Cornett made the chair for Michael Owen Jones (a folklorist who studied and wrote a book about Cornett) in place of the traditional seven-slat rocker the author had ordered. Cornett clearly was making a chair he thought befitting the author by including the appropriate book storage – but this chair is not simply a visual portmanteau of bookshelf and chair. While the added storage indicates a certain practicality of design, very little of the rest of the piece’s creative decisions are so straightforward. The maker chose to enclose the entirety of the chair with pinned panels (a total of 17 panels filled the spaces between the 12 posts and six shelves). Perhaps most notably, the top of each of the seven panels that make up the sides and back of the chair is adorned with a spoked half-circle, upon which Cornett carved the inscription “Old, Kentucky Made Buy Chester Cornett’s Hands Engle Mill.” (Cornett was, as Wendell Berry once noted, an “undaunted speller,” and his phonetic spelling of words like “buy” (by) “hit” (it) and “chire” (chair) not only appear in his writings and letters, but are often carved right into his work.)

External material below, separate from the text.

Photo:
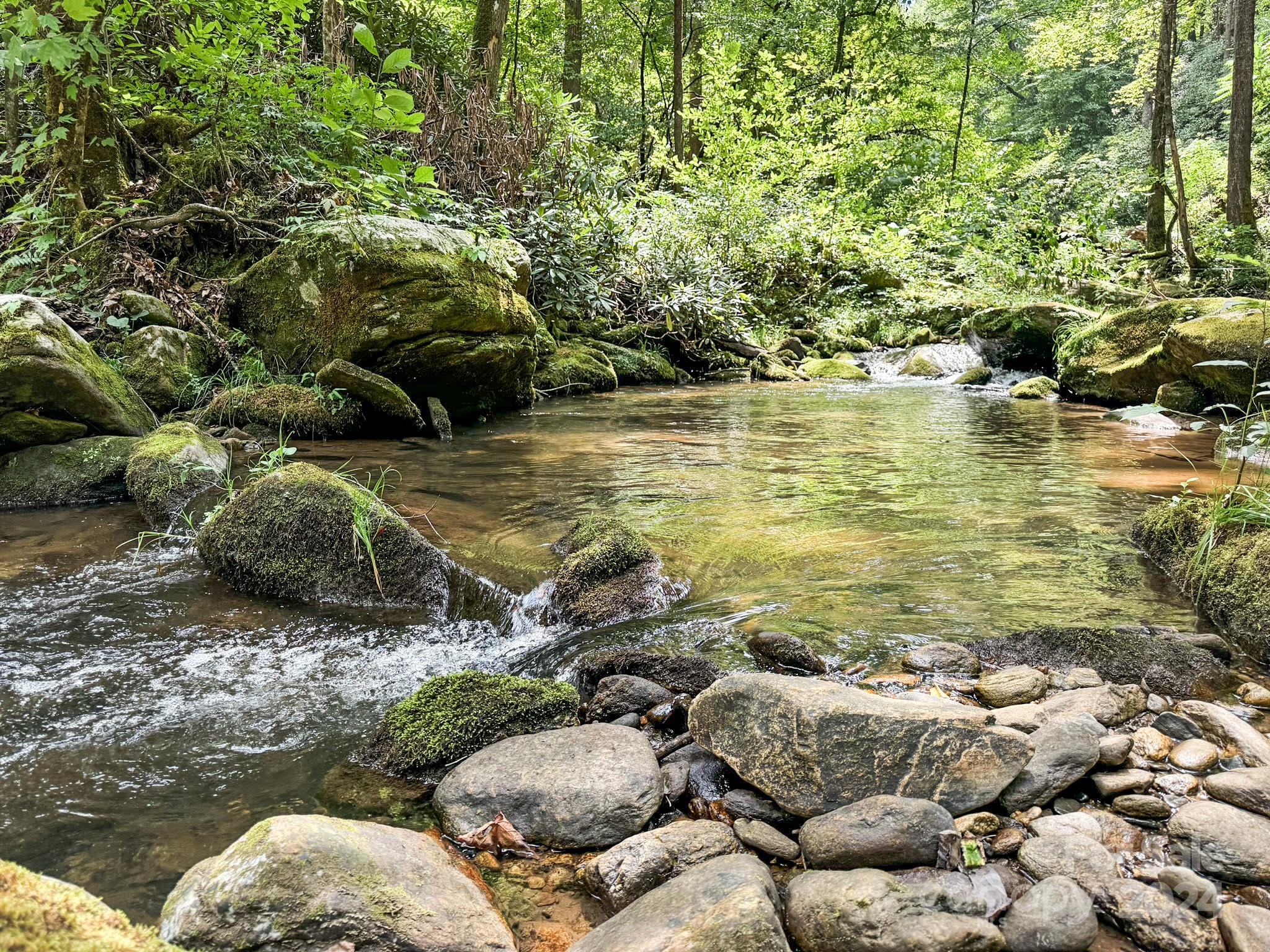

As if the bigger picture of this chair wasn’t enough, it is absolutely full of details and curiosities far beyond the meaning of such half-circle motifs. The pins used to attach the shelves and affix the tenons in their mortises feature two distinct carving patterns, one faceted and the other fluted. Each octagonal post ends in a beautiful drawknife-carved finial. Each leg is tenoned to the rocker below, but instead of whittling down the leg to a round tenon, Cornett carved the tenon in a rectangular fashion, providing further glue surface and strength.
There are two things I like most about this chair. For one, it’s a chair after my own heart. I’m a “flat worker” (as Tim Manney once chidingly called me, in place of cabinetmaker) and if there’s a chair that aspires to be casework, or the other way around, it’s this one. I’m already dreaming of how floating panels and bent-lam rockers could make their way into the same piece.
The other thing I adore in this piece of furniture is the credibility that is somehow pervasive in what should be a ridiculous piece of work. Cornett was indeed an expert in dealing with wood – having rocked and moved the piece around while examining it, it feels solid and well joined at every point of possible weakness. The pins are carefully carved, the finials are a perfect example of refined handwork, the tenons are carefully staggered to allow for proper joint strength. The form may be humorous but it was made in earnest by skilled hands, and the end result is a chair with significant presence. I’ve taken the measurements, and I’ve got the reference photos – without a doubt, this chair, maybe more aptly called a “chire,” is now on my short list of builds.
Thanks to Ellen Sieber and her staff at the Mathers Museum in Bloomington, Ind., for their time and patience in helping us through the museum’s incredible archives. The museum’s collection of Cornett’s work is astounding and well kept – I look forward already to visiting them again.